13. That the ISP Ruling has been vacated for want of reasoned decision-making with regard to its use of the "end-to-end" analysis does not mean that its other conclusions are necessarily invalid. As explained by the Fifth Circuit: The focus of [the Bell Atlantic] opinion is the unexplained (or underexplained) use of the "end-to-end" analysis to determine whether calls to ISPs are interstate or intrastate. Given the FCC's hands-off policy, even if the FCC should continue to deem such calls to be inter state and should satisfy the D.C. Circuit following remand, we do not view the court's remand as necessarily forecasting a different result on the question of [state commission] jurisdiction over such calls in the context of interpreting and enforcing existing reciprocal compensation agreements. This would be doubly so if the remand eventually results in the FCC's concluding that local calls to ISPs are intra state.

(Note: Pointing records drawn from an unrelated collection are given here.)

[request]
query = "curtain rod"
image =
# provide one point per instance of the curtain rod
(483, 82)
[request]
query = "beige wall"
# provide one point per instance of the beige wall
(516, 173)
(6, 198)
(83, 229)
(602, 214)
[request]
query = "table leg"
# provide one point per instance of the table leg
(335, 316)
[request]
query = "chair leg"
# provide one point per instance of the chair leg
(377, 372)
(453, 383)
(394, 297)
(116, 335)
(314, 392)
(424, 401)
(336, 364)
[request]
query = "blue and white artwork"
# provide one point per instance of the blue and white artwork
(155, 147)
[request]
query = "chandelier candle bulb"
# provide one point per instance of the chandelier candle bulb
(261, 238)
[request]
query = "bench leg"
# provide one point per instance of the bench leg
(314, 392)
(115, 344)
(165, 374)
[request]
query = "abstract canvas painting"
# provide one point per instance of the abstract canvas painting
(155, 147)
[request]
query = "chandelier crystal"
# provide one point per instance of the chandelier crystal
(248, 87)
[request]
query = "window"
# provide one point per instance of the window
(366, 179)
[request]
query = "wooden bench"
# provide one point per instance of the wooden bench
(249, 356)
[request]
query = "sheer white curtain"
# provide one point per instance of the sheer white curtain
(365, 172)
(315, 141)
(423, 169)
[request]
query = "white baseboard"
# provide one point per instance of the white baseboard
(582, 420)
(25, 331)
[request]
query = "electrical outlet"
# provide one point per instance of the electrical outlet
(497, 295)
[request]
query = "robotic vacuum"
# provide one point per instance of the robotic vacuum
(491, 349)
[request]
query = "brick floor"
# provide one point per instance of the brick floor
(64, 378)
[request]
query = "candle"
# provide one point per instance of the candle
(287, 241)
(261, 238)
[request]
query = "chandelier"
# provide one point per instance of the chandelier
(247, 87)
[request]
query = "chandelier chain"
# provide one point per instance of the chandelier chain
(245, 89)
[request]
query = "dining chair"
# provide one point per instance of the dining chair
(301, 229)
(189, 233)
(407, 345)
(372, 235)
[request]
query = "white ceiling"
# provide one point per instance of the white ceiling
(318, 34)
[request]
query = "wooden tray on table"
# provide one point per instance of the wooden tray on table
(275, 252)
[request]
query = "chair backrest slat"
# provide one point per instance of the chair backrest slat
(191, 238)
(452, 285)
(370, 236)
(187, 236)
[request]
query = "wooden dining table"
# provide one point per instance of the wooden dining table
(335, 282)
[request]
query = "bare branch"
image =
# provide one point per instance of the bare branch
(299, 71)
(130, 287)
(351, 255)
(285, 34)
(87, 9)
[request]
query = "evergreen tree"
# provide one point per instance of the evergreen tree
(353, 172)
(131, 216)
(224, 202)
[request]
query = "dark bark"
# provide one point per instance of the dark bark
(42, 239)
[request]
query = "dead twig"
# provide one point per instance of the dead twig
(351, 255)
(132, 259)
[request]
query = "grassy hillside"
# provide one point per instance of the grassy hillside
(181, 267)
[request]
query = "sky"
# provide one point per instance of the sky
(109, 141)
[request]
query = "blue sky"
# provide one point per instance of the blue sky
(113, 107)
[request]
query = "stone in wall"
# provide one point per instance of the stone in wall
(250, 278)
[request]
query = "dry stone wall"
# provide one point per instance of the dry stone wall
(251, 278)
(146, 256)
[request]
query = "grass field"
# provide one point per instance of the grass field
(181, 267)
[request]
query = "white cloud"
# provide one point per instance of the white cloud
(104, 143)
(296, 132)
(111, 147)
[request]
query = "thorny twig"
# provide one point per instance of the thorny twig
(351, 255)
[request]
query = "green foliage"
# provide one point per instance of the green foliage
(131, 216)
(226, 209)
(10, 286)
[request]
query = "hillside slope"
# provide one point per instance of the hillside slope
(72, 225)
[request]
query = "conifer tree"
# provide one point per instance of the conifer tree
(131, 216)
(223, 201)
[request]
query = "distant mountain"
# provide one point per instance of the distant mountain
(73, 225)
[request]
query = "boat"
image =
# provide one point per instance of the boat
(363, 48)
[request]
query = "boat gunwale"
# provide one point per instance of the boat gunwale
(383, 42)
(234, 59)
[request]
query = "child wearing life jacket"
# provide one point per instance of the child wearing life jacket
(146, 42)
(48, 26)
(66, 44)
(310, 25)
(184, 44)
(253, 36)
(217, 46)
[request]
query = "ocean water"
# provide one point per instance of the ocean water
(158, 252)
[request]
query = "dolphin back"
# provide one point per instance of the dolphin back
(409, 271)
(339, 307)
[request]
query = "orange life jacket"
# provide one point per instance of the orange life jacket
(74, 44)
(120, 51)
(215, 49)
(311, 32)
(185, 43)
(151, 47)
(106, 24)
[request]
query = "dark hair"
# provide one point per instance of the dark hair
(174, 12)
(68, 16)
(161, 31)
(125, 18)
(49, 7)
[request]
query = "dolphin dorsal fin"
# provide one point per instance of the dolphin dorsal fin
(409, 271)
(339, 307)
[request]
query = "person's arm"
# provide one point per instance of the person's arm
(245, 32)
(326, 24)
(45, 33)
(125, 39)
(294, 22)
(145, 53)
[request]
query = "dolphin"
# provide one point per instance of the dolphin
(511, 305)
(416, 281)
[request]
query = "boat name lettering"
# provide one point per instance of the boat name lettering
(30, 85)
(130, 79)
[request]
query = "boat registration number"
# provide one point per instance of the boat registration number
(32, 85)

Southwestern Bell, 208 F.3d at 478 n. 2.

14. BellSouth's efforts, in its reply brief, to recharacterize the PSC's holding in this regard fails. BellSouth quotes portions of the WorldCom Order in an effort to show that the PSC decided the issue solely on the basis that ISP calls are local because a separate call is terminated at the ISP's premises. According to BellSouth, the PSC "made the same point when it said that the fact that ISP traffic calls `bear NPA-NXX designations [that is, the area code and first three digits of the number] associated with the same local calling area of the incumbent' by itself established that `reciprocal compensation is owed.'" Pl. Reply Br., at 15 n. 16 (alterations and emphasis in original). However, when one reads the full sentence, as quoted above, it becomes clear that the PSC did not base its conclusions on the inherent local nature of ISP traffic, but rather on the contractual definition of "Local Traffic."